Wrap the handler and flush before returning

The dependable pattern is a wrapper around your function handler. Run the real logic inside a try/catch, and on any error, build a report and send it synchronously, awaiting the network call, before you return the error response to the caller. Awaiting matters: if you fire the send and return, the runtime can freeze the instance before the request leaves, and the report is lost. A few hundred milliseconds spent flushing an error is cheap compared to never seeing the bug.

Wrap the success path too, at least lightly, so you can capture the cold-start flag and timing even when nothing throws. Keep the error payload compact, because serverless egress and execution time both cost money and you do not want a verbose report to push a function over its timeout. A normalized stack trace plus a handful of context fields is enough to be actionable without bloating every invocation.

Attach the request that triggered it

A serverless stack trace is far more useful with the request beside it. Capture the endpoint, the relevant input parameters, and the player or session identifier, with anything sensitive redacted. For a leaderboard write that crashed, knowing the exact score payload and player id often reproduces the bug in one local test. Add the function version or deployment alias so you can tell whether an error started with a specific release.

Round it out with platform context: the region, the runtime version, the memory size, and that all-important cold-start flag. A backend error that only fires in one region points at a regional dependency or a partial deploy, and one that only fires on cold starts points at initialization. Because each invocation is isolated, this attached context is the entire world the error lived in, so capture it deliberately rather than hoping a metrics line will explain it later.

Setting it up with Bugnet

Bugnet fits serverless backends by giving each function handler one place to report into. Wrap your handlers so any thrown error builds a report with its stack trace and platform context automatically, then await the send before the function returns so the frozen runtime never swallows it. Add custom fields for cold-start status, function version, region, and the redacted request payload, and player attributes for the session that hit the failing endpoint. A 200 millisecond invocation that died is now a durable, fully contextualized report.
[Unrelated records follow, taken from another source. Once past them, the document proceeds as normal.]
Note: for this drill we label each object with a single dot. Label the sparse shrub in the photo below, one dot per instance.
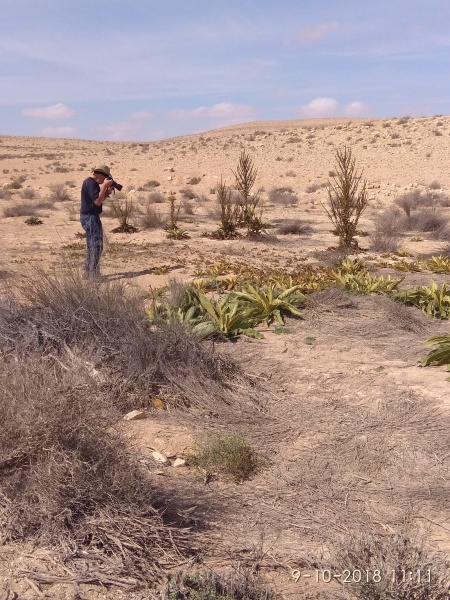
(155, 198)
(34, 221)
(187, 207)
(283, 195)
(149, 185)
(27, 193)
(314, 187)
(14, 185)
(239, 584)
(59, 193)
(426, 221)
(294, 227)
(230, 213)
(21, 210)
(408, 201)
(245, 175)
(227, 454)
(347, 195)
(188, 193)
(152, 219)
In the dashboard, identical failures fold together by signature with an occurrence count, so a broken deploy across thousands of invocations reads as one climbing issue instead of noise. Filter by cold-start flag to confirm a timeout is really an initialization problem, or by function version to pin an error to a release. Because the request payload rides along, many serverless bugs reproduce locally on the first try, which is the difference between a metric that worries you and a fix you can ship.

Build it into every function from the start

The cheapest time to add crash reporting to a serverless backend is when you scaffold the function, because retrofitting it across dozens of small handlers is tedious. Standardize on a single wrapper that every handler is created through, so reporting, cold-start capture, and timeout checkpoints come for free and consistently. New endpoints then inherit good observability without anyone remembering to add it, which is exactly the discipline serverless makes easy to skip.

After each backend deploy, watch for new error signatures tied to the new function version and for any shift in cold-start failures. Serverless hides so much of the machine that your captured reports become your primary window into what the backend is actually doing under load. Treat them as that window: the teams who instrument their functions deliberately spend their time fixing real bugs, not staring at error-rate graphs that refuse to explain themselves.

Serverless forgets everything between calls. If the error does not carry its own context out within the invocation, that context is gone for good.